Admin | 12 Oct 2020 13:11pm
Earnest Pastiche from Peter Harrison
New one-act play, 'Lady Bracknell's Return', receives encouraging response from the Oscar Wilde Society.Report Content
It’s now just over 120 years since an actress first strode onstage from the wings of the St James’s Theatre in London, on 14 February 1895, and into theatrical history , playing the aristocratic Lady Bracknell in Irish genius Oscar Wilde’s comedy, The Importance of Being Earnest.
Since then Wilde’s enduring masterpiece has continued to be a popular choice of play selection committees throughout the world.
You remember it was Dame Edith Evans’s delivery of the withering comment to the orphan , Jack Worthing, that “to lose one parent may be regarded as a misfortune but to lose both looks like carelessness” which has passed into theatrical folklore.
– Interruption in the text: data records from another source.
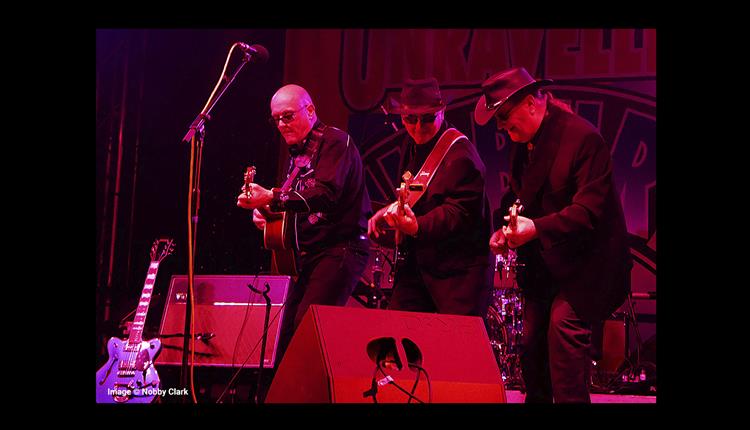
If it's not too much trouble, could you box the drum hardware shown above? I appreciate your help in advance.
[487,200,525,391]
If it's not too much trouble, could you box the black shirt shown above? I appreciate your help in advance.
[270,121,372,252]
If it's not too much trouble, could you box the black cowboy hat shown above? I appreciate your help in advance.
[474,67,552,125]
[386,78,445,115]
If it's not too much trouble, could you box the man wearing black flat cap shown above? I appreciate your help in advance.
[474,68,632,403]
[368,78,493,317]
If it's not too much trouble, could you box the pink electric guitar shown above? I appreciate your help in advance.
[96,239,174,403]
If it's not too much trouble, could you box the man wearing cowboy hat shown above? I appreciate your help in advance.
[368,78,493,317]
[474,67,632,403]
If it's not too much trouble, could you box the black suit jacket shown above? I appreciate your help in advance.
[395,127,494,316]
[507,103,632,320]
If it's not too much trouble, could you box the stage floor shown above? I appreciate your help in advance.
[505,390,656,403]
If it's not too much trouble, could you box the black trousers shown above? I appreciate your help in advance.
[521,292,591,403]
[388,252,493,318]
[275,238,370,367]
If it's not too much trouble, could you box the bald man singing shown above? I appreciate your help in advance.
[237,85,371,370]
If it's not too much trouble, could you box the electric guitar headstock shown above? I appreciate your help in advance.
[247,166,262,198]
[149,238,174,263]
[508,199,523,231]
[396,170,414,216]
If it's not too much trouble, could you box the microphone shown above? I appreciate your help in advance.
[237,42,269,64]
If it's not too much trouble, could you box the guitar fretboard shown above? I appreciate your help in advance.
[126,261,159,348]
Now the fearsome Lady Bracknell has been resurrected for the first time in a one-act tribute drama, Lady Bracknell’s Return, written by Peter Harrison who took the precaution of first submitting his pastiche to the Oscar Wilde Society to see if any attempt to emulate the style of the Irish genius would be regarded as heresy.
A couple of lines from the play will give the flavour of the thing. Lady Bracknell observes: “My dear child, with eligible men in society proving so elusive, for your parents to have one daughter who is married may be regarded as good fortune. To have all four married looks rather tactless.”
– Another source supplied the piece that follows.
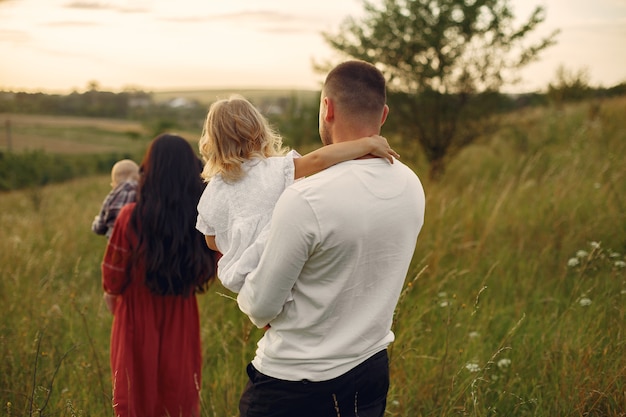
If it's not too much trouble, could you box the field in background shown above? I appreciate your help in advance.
[0,113,146,154]
[152,88,320,104]
[0,98,626,417]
The response from the Oscar Wilde Society Peter describes as gratifying. Vanessa Heron of the Society described the new work as “unusual, and witty and very visual. “And promised the Society would promote any production of it through their 8,000+ Facebook followers.
The play is being produced and directed by Jen Leahey-Hopwood, a graduate of the Italia Conti school who also has a part. She says “Being approached to work with Peter Harrison was an honour in the first instance. However after reading the script I was ‘all in’ immediately. This quirky story full of charm, wit and substance, dominated by the appearance of the ever-powerful and formidable Lady B., creates the perfect vehicle to pay homage to the late great Oscar Wilde with a modern audience in mind.”
Casting is almost complete and it’s hoped initially to stage a virtual performance until theatre restrictions are eased. The play is for 2m and 2f and at 5,000 words would run for about 30 minutes.